Their song was called Love Me Do, which was an Everly Brothers-influenced, three-chord Bluesy number that featured Paul on lead vocals, and John mouthing a harmonica that he had swiped from a music shop in the Netherlands. (The band did record a version of How Do You Do It?  that day which can be found on their Anthology I album. Gerry & the Pacemakers took the record to number one the following year.)

Martin didn’t much like what he heard that day out of the new drummer and called the group back into the studio a week later. This time, Ringo was relegated to playing the tambourine while session drummer Andy White laid down the beat.
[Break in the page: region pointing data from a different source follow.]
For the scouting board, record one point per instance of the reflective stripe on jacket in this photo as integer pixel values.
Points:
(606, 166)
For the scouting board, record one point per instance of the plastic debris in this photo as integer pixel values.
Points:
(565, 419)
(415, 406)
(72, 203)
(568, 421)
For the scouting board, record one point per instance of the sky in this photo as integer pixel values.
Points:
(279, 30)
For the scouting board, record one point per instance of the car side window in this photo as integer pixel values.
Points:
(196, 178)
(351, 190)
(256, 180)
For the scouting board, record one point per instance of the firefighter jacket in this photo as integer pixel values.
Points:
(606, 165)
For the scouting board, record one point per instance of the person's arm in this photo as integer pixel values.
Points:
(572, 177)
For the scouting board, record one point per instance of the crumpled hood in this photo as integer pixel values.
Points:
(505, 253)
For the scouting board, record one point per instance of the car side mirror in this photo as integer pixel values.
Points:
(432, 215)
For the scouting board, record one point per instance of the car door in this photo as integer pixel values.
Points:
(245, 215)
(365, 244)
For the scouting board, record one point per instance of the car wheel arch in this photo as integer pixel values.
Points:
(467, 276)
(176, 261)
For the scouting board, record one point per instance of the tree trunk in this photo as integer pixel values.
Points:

Both versions of the song were eventually released, with the White version rising to number 17 on the UK singles charts. (Ringo’s version can be heard on the Past Masters, Volume One album.)

There was actually a third version of the song recorded three months earlier as part of the Beatles’ audition at EMI, which featured Pete Best on drums. For years this version was thought lost, but reappeared, and can be heard on Anthology I.

Best was devastated by the firing, which depressed him to the point of a suicide attempt. He later became a civil servant in Liverpool and eventually formed a series of bands that capitalized on his association with the Fab Four. He was finally able to earn some royalties from his days with the Beatles (somewhere in the range of £1-4 million) from the sales of Anthology 1.  

Andy White was paid £57 for his session with the Beatles. He later played for several acts, including Chuck Berry, Bill Haley & the Comets, Herman’s Hermits, Rod Stewart, and Marlene Dietrich. He moved to New Jersey in the 1980s, where he still teaches Scottish pipe band drumming at the age of 80. His car sports a bumper sticker that reads, “5th Beatle,” which was given to him by one of his students, in reference to his one-and-only recording session with the band.   

Ringo recovered from the slight (but resented George Martin for years because of it) and ended up manning the skins for the Beatles until their breakup in 1970.